Teagan Mason didn’t consider herself much of an athlete. She wasn’t outgoing either.
The Shakopee sophomore underwent a transformation a year ago. Mason was persuaded by a couple of friends and a teacher to become a member of the school’s mountain bike racing team.
“I was very nervous,” Mason said. “It was a bit scary for me.”
She quickly overcame her fears and now is one of more than 1,000 competitors from nearly 100 schools who participate in the Minnesota High School Cycling League. The league will get its sixth season underway in August.
“This has completely exceeded any of our wildest dreams,” said Josh Kleve, the league’s director and co-founder. “It has really been embraced.”
Kleve had 100 coaches for 151 student-athletes in the inaugural season in 2012. There are now 400 coaches in the program sanctioned by the National Interscholastic Cycling Association.
There are six races — Austin, Duluth, Mankato, River Falls (Wis.), Rochester and St. Cloud — that comprise the season schedule. The state championship is in late October.
“The courses get progressively harder as the season goes on,” Shakopee assistant coach Kyle Sobota said.
He and head coach John Oman formed the Sabers’ squad three year ago.
Each racecourse is roughly 4 miles in length, while the number of laps varies on your level (varsity, junior varsity, sophomore or freshmen). There are also two Divisions (I and II) — determined by team size. Races are held on Sundays, with pre-rides on Saturdays.

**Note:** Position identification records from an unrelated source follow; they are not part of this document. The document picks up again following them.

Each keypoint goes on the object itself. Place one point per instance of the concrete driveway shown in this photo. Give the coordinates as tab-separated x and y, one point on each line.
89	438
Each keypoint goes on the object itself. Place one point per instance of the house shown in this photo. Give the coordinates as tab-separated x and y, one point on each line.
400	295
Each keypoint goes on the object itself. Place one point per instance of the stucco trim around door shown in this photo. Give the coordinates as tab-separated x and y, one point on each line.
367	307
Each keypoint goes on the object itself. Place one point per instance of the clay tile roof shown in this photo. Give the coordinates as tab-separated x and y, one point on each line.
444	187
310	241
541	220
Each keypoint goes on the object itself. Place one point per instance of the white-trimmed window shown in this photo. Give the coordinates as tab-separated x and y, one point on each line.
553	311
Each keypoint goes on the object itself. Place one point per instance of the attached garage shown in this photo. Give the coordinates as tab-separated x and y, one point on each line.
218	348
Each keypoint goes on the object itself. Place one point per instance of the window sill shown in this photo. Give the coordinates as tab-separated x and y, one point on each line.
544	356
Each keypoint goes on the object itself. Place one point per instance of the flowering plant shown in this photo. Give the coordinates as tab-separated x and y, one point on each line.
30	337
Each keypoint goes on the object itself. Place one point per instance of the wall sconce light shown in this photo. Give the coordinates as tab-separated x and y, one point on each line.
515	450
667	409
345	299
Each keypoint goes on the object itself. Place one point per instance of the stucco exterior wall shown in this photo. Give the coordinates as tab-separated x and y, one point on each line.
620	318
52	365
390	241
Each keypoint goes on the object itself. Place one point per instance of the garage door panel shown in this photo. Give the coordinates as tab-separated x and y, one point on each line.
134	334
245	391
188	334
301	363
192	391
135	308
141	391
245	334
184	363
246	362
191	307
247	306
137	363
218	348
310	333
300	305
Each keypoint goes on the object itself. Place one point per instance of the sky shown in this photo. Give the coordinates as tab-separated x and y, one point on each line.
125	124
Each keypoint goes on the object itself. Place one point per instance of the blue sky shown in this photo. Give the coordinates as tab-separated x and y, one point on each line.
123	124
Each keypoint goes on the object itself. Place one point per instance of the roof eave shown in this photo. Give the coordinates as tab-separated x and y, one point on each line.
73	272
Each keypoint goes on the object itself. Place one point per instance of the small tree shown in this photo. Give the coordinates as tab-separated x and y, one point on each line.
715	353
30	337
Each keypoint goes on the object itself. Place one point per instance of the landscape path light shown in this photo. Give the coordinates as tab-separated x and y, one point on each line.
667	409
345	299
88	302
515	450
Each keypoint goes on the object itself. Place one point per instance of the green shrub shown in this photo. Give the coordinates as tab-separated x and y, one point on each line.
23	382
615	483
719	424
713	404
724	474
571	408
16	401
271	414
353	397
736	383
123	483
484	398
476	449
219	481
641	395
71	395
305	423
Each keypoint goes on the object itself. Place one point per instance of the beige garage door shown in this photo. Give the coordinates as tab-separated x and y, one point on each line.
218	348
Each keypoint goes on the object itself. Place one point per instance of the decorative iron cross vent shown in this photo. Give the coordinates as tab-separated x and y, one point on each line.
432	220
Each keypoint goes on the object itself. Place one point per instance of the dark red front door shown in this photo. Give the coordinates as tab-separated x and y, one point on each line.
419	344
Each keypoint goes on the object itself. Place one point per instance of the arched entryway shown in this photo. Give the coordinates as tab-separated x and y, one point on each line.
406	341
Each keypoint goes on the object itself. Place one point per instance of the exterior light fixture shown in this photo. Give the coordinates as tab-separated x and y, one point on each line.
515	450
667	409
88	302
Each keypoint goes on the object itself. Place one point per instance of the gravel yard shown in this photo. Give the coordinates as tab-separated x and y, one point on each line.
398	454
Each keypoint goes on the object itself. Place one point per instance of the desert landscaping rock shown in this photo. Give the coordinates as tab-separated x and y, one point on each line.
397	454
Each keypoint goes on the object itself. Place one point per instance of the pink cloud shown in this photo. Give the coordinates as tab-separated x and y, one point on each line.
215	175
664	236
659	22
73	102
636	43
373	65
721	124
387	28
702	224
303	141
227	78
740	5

“We try to make the races special,” Kleve said. “The production value exceeds many pro level races. For many of our student-athletes, this is the first time they will hear their name read over a loud speaker. It has a festival atmosphere.”
It also has a marathon-like feel at the start. At the sound of an air horn, the entire pack of bikers equipped with helmets is on its way around the obstacle course.
Like all new riders, Mason had plenty to learn. Her biggest challenge coming out of the starting gate was climbing hills.
“It’s tough to get in the right gear, and get enough momentum to get up the hills,” Mason said. “Going over and through obstacles was also hard.”
She still remembers falling off a platform onto the packed dirt below during her initial run on the advanced loop at Murphy-Hanrehan Park Reserve in Savage. It mostly bruised her ego.
“I suffered a couple of bruises and scratches,” Mason aid. “I overreacted to the situation more than anything else.”
Nothing prevented Mason from completing every course during her initial season while competing at the girls’ freshmen level.
“She was a beginner, and had a lot to learn about being out on the trails,” Sobota said. “She improves greatly, and it gave her a lot of confidence. Finishing every race last year was a testament to her character.”
Champlin Park junior captain Brady Higgins is looking forward to making the transition from the boys’ sophomore level to varsity.
“It should be a good transition,” Higgins said. “You have to learn how to pace yourself. There is more of a strategical aspect.”
Higgins is coming off a fifth-place finish in the sophomore class of Division II at the state championship a year ago. Champlin Park is entering its second season as a program by itself (not combined with Osseo-Maple Grove like previously).
“It’s an everyone-included atmosphere,” Higgins said. “It’s a good league because you can have fun with it whether you are a beginner or more experienced.”
Prior Lake sophomore Calvin Sandberg is one of the most experienced cyclists in the league. He has been mountain biking over 10 years, and competed on the varsity level for the first time last season.
“Moving up to varsity made me learn how to ride fast,” Sandberg said. “I had to ride fast to stay up with the other competitors. The better competition pushed me to get better.”
He enjoyed his best season, finishing as the runner-up with a time 1 hour, 23 minutes and 29.9 seconds in the state championship. He won the Austin event and was second in two other races as well.
“I did a lot better than I thought I would do,” Sandberg said. “I surprised myself.”
He also uses mountain biking to train for his other activity, lacrosse.
“It’s great for cross training,” Sandberg said. “It’s super for your leg muscles, and not hard on your body.”
There is one exception — immediately following a race.
“After a race I’m super exhausted,” Sandberg said. “All my muscles are tired, but I’m also happy because it was a lot of fun.”
Which is one of the primary goals of the league, along with getting more people involved in cycling. Over 50 percent of the student-athletes have gotten at least one parent riding a bike.
“It’s really a fun sport,” Sandberg said. “You can go anywhere and do anything on a bike. There are endless opportunities.”